2026年6月4日、共和党のJay Obernolte下院議員と民主党のLori Trahan下院議員を中心とした超党派グループが、米国初の包括的連邦AI規制枠組みとなる「グレート・アメリカン・AI法(GAAIA)」の269ページに及ぶ議論草案を公開しました。フロンティアAI開発者に対する第三者監査義務・情報開示義務・ホイッスルブロワー保護などを定める内容で、大手AI企業の規制に対する姿勢を一変させる可能性を持っています。一方で最大の争点となっているのが、州のAI規制法を3年間停止する「プリエンプション条項」で、消費者団体・労働組合・下院民主党系委員会が公開直後から強く反発しています。

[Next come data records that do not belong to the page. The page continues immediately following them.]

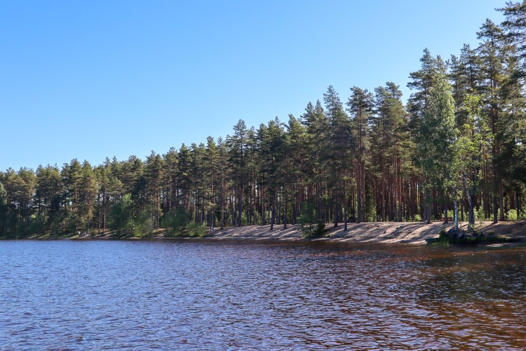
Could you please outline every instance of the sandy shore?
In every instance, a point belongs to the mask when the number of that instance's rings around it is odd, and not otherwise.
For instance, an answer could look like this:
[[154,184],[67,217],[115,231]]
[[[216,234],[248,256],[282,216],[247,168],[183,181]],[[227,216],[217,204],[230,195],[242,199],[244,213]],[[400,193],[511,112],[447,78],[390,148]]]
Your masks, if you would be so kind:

McDonald Hopkinsの分析によると、GAIAはまず「大規模フロンティア開発者」を規制の主要対象として定義しており、これは年間総収益5億ドル超かつ10²⁶FLOP以上の計算量でフロンティアモデルを学習させたエンティティを指します。プリエンプション条項の対象はモデル開発段階に限定されており、展開後の規制や一般適用法には適用されないという設計ですが、「開発」の定義が広いことへの懸念が残っています。FedScoopの報道によれば、法案はNIST傘下のAI標準革新センター(CAISI)を商務省内に正式設置し、自発的なセキュリティガイドライン策定と将来のAIシステム評価に年間1億ドルの予算を充てることも規定しています。
X上では「ビッグテックが喜ぶ法案」「消費者保護を骨抜きにする」との批判的ポストが拡散し、廃案を求めるハッシュタグも登場しています。r/politicsでは「州が独自に規制できなくなるのは危険」との反発が多数派で、賛成派は「統一ルールがない方が混乱する」と反論しています。Hacker Newsでは「監査義務やホイッスルブロワー保護は評価できるが、州法の先制は問題」という折衷的な意見が上位に並び、Americans for Responsible Innovationのブラッド・カーソン代表が「この法案は州のAI立法の現在の床を連邦の天井に変えてしまう、世代的な過ちだ」と述べたコメントが広く引用されています。
プリエンプション条項が最終的に法案に残るかどうかが、GAIAの実質的な消費者保護レベルを左右する核心問題です。AIガバナンスに関する連邦と州の権限争いは、今後の立法議論の最前線となっており、法案がどこまで修正されるかを業界・市民団体の双方が固唾を飲んで見守っています。